Rotating Savings and Credit Associations (ROSCAs) are an especially effective way to handle time inconsistency and different forms of them are present in a wide variety of cultures. The general idea is that \(N\) people get together and put \(m\) into a common pot. Each round, one person gets the pot with size \(Nm\). In a random ROSCA, a random winner who has not won yet gets the pot. In a bidding ROSCA, bidders who have not won yet bid for the pot.

ROSCAs have no need for bookkeeping and many may prefer to default on a loan than to renege on a community ROSCA. However, there is rarely any interest and there is always the chance they will collapse if an entire community faces a shock at the same time.
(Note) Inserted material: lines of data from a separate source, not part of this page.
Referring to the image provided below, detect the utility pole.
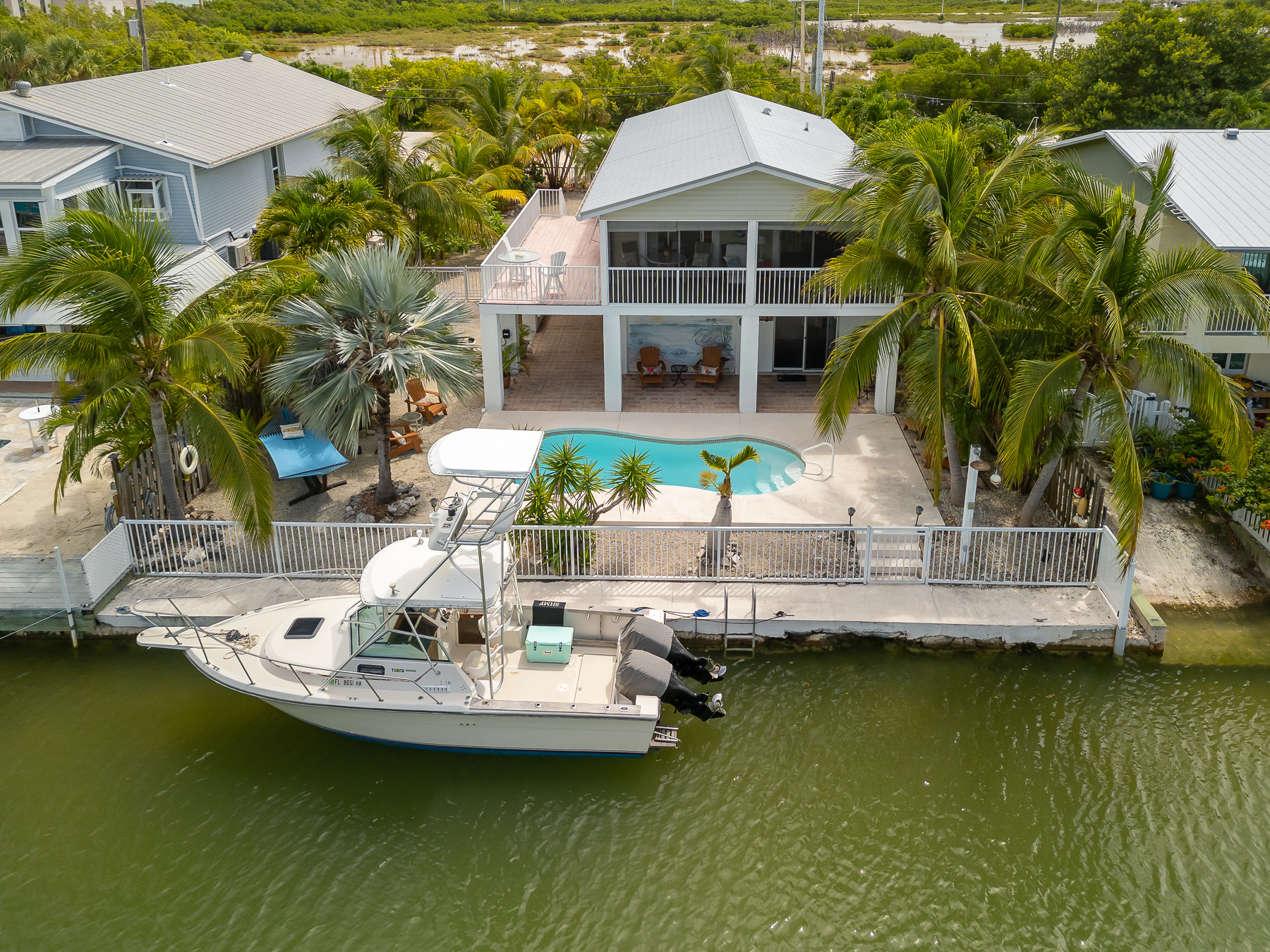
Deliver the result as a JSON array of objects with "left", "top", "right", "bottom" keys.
[
  {"left": 813, "top": 0, "right": 824, "bottom": 116},
  {"left": 137, "top": 0, "right": 150, "bottom": 70},
  {"left": 797, "top": 0, "right": 806, "bottom": 92}
]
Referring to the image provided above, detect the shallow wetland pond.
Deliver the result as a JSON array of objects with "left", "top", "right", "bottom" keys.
[{"left": 0, "top": 619, "right": 1270, "bottom": 952}]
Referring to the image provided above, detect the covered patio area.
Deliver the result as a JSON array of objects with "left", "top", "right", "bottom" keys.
[{"left": 503, "top": 315, "right": 873, "bottom": 414}]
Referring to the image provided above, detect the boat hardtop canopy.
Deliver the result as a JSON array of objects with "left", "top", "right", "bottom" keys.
[
  {"left": 361, "top": 538, "right": 511, "bottom": 609},
  {"left": 428, "top": 427, "right": 543, "bottom": 480}
]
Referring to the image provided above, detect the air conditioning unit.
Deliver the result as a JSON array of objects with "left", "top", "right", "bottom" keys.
[{"left": 225, "top": 238, "right": 251, "bottom": 271}]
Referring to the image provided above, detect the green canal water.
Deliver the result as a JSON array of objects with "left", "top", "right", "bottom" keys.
[{"left": 0, "top": 635, "right": 1270, "bottom": 952}]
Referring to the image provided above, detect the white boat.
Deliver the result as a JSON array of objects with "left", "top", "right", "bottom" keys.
[{"left": 137, "top": 429, "right": 724, "bottom": 757}]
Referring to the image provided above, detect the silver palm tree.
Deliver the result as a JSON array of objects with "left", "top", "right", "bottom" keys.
[{"left": 267, "top": 244, "right": 480, "bottom": 503}]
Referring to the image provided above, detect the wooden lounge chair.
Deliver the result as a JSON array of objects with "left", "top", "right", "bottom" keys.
[
  {"left": 635, "top": 346, "right": 665, "bottom": 387},
  {"left": 405, "top": 379, "right": 449, "bottom": 422},
  {"left": 389, "top": 425, "right": 423, "bottom": 460},
  {"left": 694, "top": 346, "right": 727, "bottom": 390}
]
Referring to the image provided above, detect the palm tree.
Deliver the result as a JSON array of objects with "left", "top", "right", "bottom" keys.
[
  {"left": 668, "top": 33, "right": 772, "bottom": 105},
  {"left": 325, "top": 109, "right": 497, "bottom": 262},
  {"left": 265, "top": 244, "right": 480, "bottom": 503},
  {"left": 521, "top": 441, "right": 662, "bottom": 525},
  {"left": 251, "top": 169, "right": 401, "bottom": 257},
  {"left": 0, "top": 200, "right": 273, "bottom": 538},
  {"left": 427, "top": 130, "right": 524, "bottom": 206},
  {"left": 698, "top": 443, "right": 761, "bottom": 525},
  {"left": 428, "top": 71, "right": 578, "bottom": 178},
  {"left": 804, "top": 102, "right": 1053, "bottom": 503},
  {"left": 1000, "top": 146, "right": 1270, "bottom": 557}
]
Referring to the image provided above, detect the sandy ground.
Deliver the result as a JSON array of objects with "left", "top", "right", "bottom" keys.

As an example, assume there are two members of a household: \(W\) and \(H\). There are also two time periods.

\begin{align}
U_W&=u(c_1)+u(c_2)+\delta D\
U_H&=u(c_1)+u(c_2)
\end{align}

\(D\) is just a dummy variable that is equal to 1 if \(W\) purchases a durable good. The good has a price of 1, and the household can only purchase it in period 1. In this case:

\begin{align}
s&\geq0 \
Y&\geq c_1 + s \
Y + s &\geq c_2+D
\end{align}

\(H\) and \(W\) decide jointly whether to purchase the durable good. Then the weighted sum (where \(\gamma \) is how much \(W\)'s opinion matters) is

$$U_T=(1-\gamma )u_H+\gamma u_W.$$

Leading to \(s=\frac{1}{2}\). Now assume \(W\) wants to buy \(D\). Then

$$u(Y)+u(Y) < u(Y-\frac{1}{2})+u(Y-\frac{1}{2})+\delta D.$$

However, \(H\) does not

$$u(Y)+u(Y) < u\left(Y-\frac{1}{2}\right)+u\left(Y-\frac{1}{2}\right)+\gamma\delta D.$$

If \(\gamma\) is low, the household will not buy the good. What about a ROSCA? \(W\) will only join a ROSCA if the following two equations are true:

\begin{align}
u(Y)+u(Y) &< u\left(Y-\frac{1}{2}\right)+u\left(Y+\frac{1}{2}\right)+\delta D - T \
u\left(Y-\frac{1}{2}\right)+\gamma\delta D &> u\left(Y+\frac{1}{2}\right)
\end{align}

Considering three possibilities,

  • If \(\gamma=1\), then they'll buy \(D\)
  • If \(\gamma=0\), then they will go with the ROSCA.
  • If \(\gamma\) is anywhere in between, then the choice is a subgame perfect strategy

3. What next?

That depends. I may choose to dive into some more theory about borrowing and lending at financial institutions. At the same time, in the U.S. there was talk of letting U.S. Post Offices offer basic banking services which sounds like an interesting QGIS project. Or I might finish up working on my Heroes of the Storm competitive analysis.